Opinion: Malibu can and must rebuild faster — safely and locally

0
403

By Jo Drummond, Opinion Columnist

Malibu prides itself on resilience, local control, and high safety standards. But more than a year after devastating wildfires destroyed over 600 homes, those values are being tested — not by reckless rebuilding, but by a recovery system that has become stalled by its own processes.

I write this not because I lack a permit — I have one, one of only 29 issued out of more than 200 applications — but because most fire survivors still don’t, and the system is not moving fast enough for them. Families remain stuck paying mortgages, property taxes, and insurance on empty lots, waiting for a recovery that has yet to arrive.

To the city’s credit, there has been an effort to address this. Former Item 8.A — a proposal to facilitate the expeditious, efficient, and economical rebuild of structures destroyed by wildfire — was a thoughtful attempt to clarify how Malibu handles true like-for-like fire rebuilds while preserving safety and local control. Brought forward by then-Mayor Bruce Silverstein and Councilmember Haylynn Conrad, it acknowledged a simple truth: recovery is not the same as new development.

That idea deserves revival — and action.

A federal wake-up call, not a threat

The president’s recent wildfire recovery executive order should be understood for what it is: a wake-up call. It reflects growing federal concern that post-disaster recovery is moving too slowly in many communities, often due to procedural barriers rather than safety issues.

This matters because FEMA reimbursement is increasingly evaluated based on tangible progress — permits issued, construction underway, families returning home. The longer recovery stalls, the more scrutiny builds, and the more risk Malibu assumes with the more than $20 million in federal reimbursement it is seeking.

Most importantly, Malibu should not want its rebuilding dictated from Washington, D.C. The best way to preserve local control is to demonstrate that our city can take recovery seriously, remove unnecessary bottlenecks, and move families home safely and efficiently on our own terms.

Acting decisively to streamline recovery is not about surrendering authority — it is how Malibu protects it.

The real bottleneck: geotechnical review

The single biggest obstacle to rebuilding in Malibu today is geotechnical review, particularly for like-for-like rebuilds on previously developed lots where homes stood safely for decades through storms, earthquakes, and prior fires.

This is not an argument for lowering safety standards or eliminating soils analysis. That would be irresponsible.

What is needed is a prescriptive, standardized pathway, where technically appropriate, that relies on conservative assumptions and the extensive geotechnical data Malibu already has — instead of forcing each rebuild to re-litigate the same conditions again and again.

Prescriptive engineering does not mean “less engineering.” It means more rigor upfront: defining conservative, code-compliant parameters that licensed professionals can design to, while allowing city staff to review projects efficiently and consistently.

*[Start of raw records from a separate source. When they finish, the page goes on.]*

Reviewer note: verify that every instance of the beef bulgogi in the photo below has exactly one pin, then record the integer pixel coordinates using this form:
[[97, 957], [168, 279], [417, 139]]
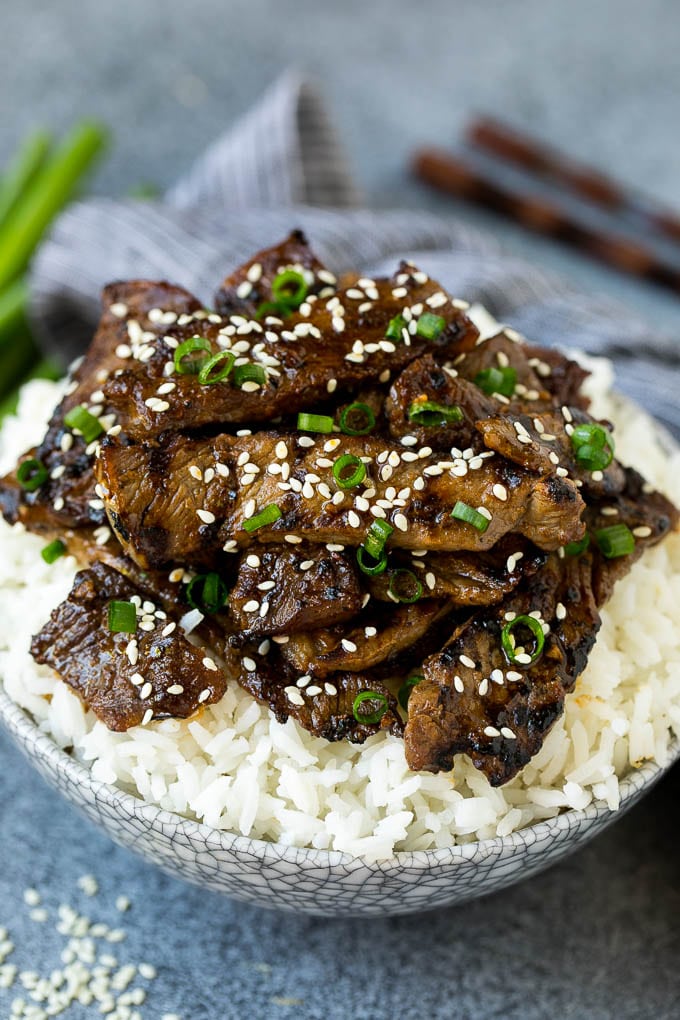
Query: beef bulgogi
[[338, 496]]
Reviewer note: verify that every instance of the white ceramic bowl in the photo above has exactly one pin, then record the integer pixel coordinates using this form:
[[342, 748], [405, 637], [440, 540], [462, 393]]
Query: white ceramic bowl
[[315, 881]]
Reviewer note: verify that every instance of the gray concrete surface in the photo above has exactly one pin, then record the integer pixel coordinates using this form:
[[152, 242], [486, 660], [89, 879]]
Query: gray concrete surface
[[597, 936]]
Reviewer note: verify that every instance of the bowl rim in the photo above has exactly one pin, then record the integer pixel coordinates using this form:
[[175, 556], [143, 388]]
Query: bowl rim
[[20, 725]]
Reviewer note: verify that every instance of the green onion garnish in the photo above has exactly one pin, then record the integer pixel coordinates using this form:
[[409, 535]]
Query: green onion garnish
[[593, 447], [395, 327], [357, 419], [289, 289], [87, 424], [508, 641], [615, 541], [122, 617], [249, 373], [32, 474], [315, 422], [576, 548], [222, 362], [405, 587], [371, 569], [208, 593], [53, 551], [471, 516], [428, 412], [349, 470], [270, 514], [376, 538], [185, 361], [406, 689], [369, 696], [429, 325], [501, 380]]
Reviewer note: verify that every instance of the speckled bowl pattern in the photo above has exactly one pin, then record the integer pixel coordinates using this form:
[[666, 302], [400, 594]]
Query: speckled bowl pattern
[[314, 881]]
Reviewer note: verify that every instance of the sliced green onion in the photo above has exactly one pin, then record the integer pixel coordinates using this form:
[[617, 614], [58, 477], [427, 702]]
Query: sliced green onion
[[371, 569], [429, 325], [615, 541], [32, 474], [270, 308], [315, 422], [406, 689], [593, 447], [376, 538], [349, 471], [122, 617], [270, 514], [207, 593], [576, 548], [471, 516], [185, 361], [249, 373], [87, 424], [405, 587], [508, 640], [501, 380], [370, 696], [395, 327], [357, 419], [289, 288], [223, 361], [53, 551], [428, 412]]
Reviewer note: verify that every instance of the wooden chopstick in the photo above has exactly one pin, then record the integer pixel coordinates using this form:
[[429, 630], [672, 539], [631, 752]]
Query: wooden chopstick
[[541, 160], [455, 175]]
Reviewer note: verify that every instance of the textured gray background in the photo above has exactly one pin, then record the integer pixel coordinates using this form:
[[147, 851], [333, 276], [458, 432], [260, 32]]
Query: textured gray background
[[597, 936]]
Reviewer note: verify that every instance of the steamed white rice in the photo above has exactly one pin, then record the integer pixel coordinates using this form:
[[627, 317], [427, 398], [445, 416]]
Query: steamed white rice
[[237, 768]]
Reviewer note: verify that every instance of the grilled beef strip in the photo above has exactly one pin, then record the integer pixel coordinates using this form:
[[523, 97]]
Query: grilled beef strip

Item 8.A creates room for the city to consider whether, in appropriate cases, the building official can rely on standardized, professionally developed criteria, while still requiring full verification and oversight by the applicant’s licensed geotechnical consultant during construction.

Right now, there is no clear or predictable pathway at all — and that uncertainty is what is stalling recovery.

Ironically, prolonged permitting delays are already pushing risk in the wrong direction. The Small Business Administration has warned that if permits are delayed beyond 60 days, contractors or borrowers may self-certify construction — a far less safe outcome than a properly designed prescriptive framework.

Delay has consequences

Item 8.A was voted down earlier this year with the suggestion that it be revisited once the new city manager arrived. That delay has left families in limbo — not because their projects are unsafe, but because staff has not been given clear policy direction.

Former Item 8.A is not a technical mandate; it is a council policy. Its purpose is to give staff clear direction to treat wildfire rebuilds as recovery — not new development — and to use existing discretion under state law to move projects forward safely and efficiently. By not advancing this policy, the city is not preserving safety; it is leaving recovery without a clear framework, which in practice stalls families’ ability to return home both quickly and safely. 

Item 8.A does not mandate a single technical solution. It simply affirms three reasonable principles:

  • Wildfire rebuilds are recovery, not new development
  • Licensed professionals should be deferred to where reasonable
  • Discretion should be used to move projects forward when safety is not compromised

That is not radical. It is responsible governance.

A path forward

Malibu has a real opportunity to lead — as communities like Santa Rosa have done — by demonstrating that post-disaster rebuilding can be both rigorous and humane, efficient and safe.

The city already has the data, the professional expertise, and the legal tools needed to move recovery forward. What is needed now is clear direction that aligns policy, staff, and rebuilding families around a shared goal: helping people return home safely and without unnecessary delay.

Acting now allows Malibu to guide its recovery on its own terms, strengthen public trust, and show that local leadership can deliver results when it matters most.

Jo Drummond is a 13-year Big Rock resident and a founding member of the Malibu Rebuild Task Force.